From Checklists to Playbooks: Making Pentest Workflows Agent-Friendly

Wed Dec 10, 2025

A lot of teams have a good instinct for how to approach a web or network test:

Start with scope and rules of engagement,
Do some light recon,
Map the attack surface,
Then carefully validate anything that looks interesting.

But that knowledge often lives in people’s heads, scattered notes, and half‑remembered scripts. That works fine until you want to:

Onboard new testers quickly,
Bring in more automation, or
Let “agents” (LLM‑driven or otherwise) handle the boring parts safely.

I’ve been working on turning that instinct into something much more explicit, but still private: a small, structured “manual” that humans and tools can both understand.

This post talks about the shape of that manual, not the internals.

The problem: humans improvise, agents need a map

Humans are good at reading between the lines:

“This is production, so I probably shouldn’t hammer it.”
“This endpoint smells like business logic; be gentle and think before fuzzing.”
“We’re clearly off‑scope if we go here.”

Agents don’t have that gut feel.

If you want to safely delegate parts of an engagement, you need a way to encode intent:

What’s allowed here?
How “loud” am I allowed to be?
Which flow should I follow for this kind of target?
When must I stop and ask a person?

That’s what this manual is trying to solve.

Environments matter as much as targets

The manual also distinguishes between where you are:

Production vs staging vs development vs lab.
External perimeter vs internal network.
Business‑critical vs low‑risk systems.

The same technique can be completely fine in a lab and totally unacceptable in production. Rather than trying to remember that ad‑hoc, each environment profile spells out:

Default mode,
Things that are never acceptable,
Things that require explicit sign‑off.

This is the bridge between “we have a policy doc somewhere” and “the tooling actually behaves the way the policy expects”.

Guardrails and approval points

The riskiest parts of an engagement are usually obvious to a senior tester:

Large password or MFA code spaces,
High‑volume fuzzing,
Anything involving big data pulls,
Anything that writes or changes configuration.

The manual bakes those into a tiny list of “must ask first” moments.

When a human is driving, it’s just a reminder. When an agent is driving, it’s a hard stop:

“I’ve reached a potentially dangerous decision. Here’s what I’m thinking and why. Do you approve?”
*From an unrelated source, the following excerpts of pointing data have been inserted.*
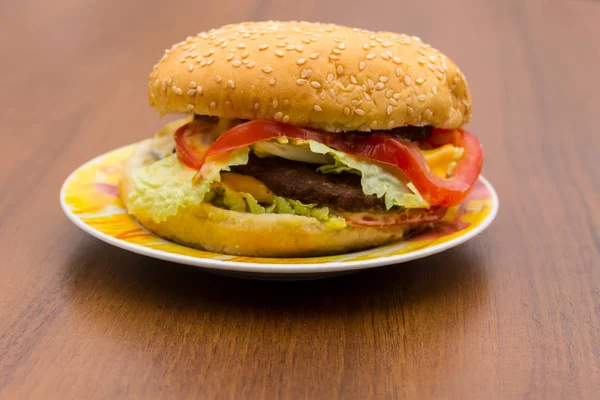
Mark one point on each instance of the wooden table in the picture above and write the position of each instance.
(514, 313)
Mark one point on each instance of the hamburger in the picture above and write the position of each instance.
(301, 139)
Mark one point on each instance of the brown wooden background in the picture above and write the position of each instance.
(514, 313)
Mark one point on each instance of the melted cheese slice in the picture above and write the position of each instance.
(442, 160)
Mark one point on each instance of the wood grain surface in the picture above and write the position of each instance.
(514, 313)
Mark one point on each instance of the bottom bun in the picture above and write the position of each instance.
(211, 228)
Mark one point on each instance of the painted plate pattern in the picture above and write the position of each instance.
(90, 199)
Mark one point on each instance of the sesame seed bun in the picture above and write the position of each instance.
(322, 76)
(266, 235)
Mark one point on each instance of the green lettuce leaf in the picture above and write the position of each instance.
(374, 179)
(165, 187)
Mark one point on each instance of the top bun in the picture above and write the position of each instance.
(322, 76)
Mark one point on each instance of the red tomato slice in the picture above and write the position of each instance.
(402, 154)
(408, 217)
(193, 139)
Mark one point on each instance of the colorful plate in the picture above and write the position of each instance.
(89, 197)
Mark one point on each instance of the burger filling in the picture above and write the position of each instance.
(405, 175)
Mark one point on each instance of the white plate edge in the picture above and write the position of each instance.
(280, 268)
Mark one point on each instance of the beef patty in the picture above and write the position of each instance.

That one pattern alone goes a long way towards making automated help feel like a safety net instead of a liability.

Why bother?

None of this replaces experience or judgement. You still need people who understand the business, the stack, and the threat model.

What it does give you is:

A way to scale that experience across people and tools,
A language you can share with agents without exposing your internal playbook,
And a clearer separation between “what we do” and “how a given tool happens to implement it today”.

The manual I’ve been building is private by design, and it will stay that way. But the pattern is general:

Define modes,
Define workflows,
Define environments,
Define guardrails.

If you get those four right, the rest of your automation – including agent‑style workflows – has something solid to stand on.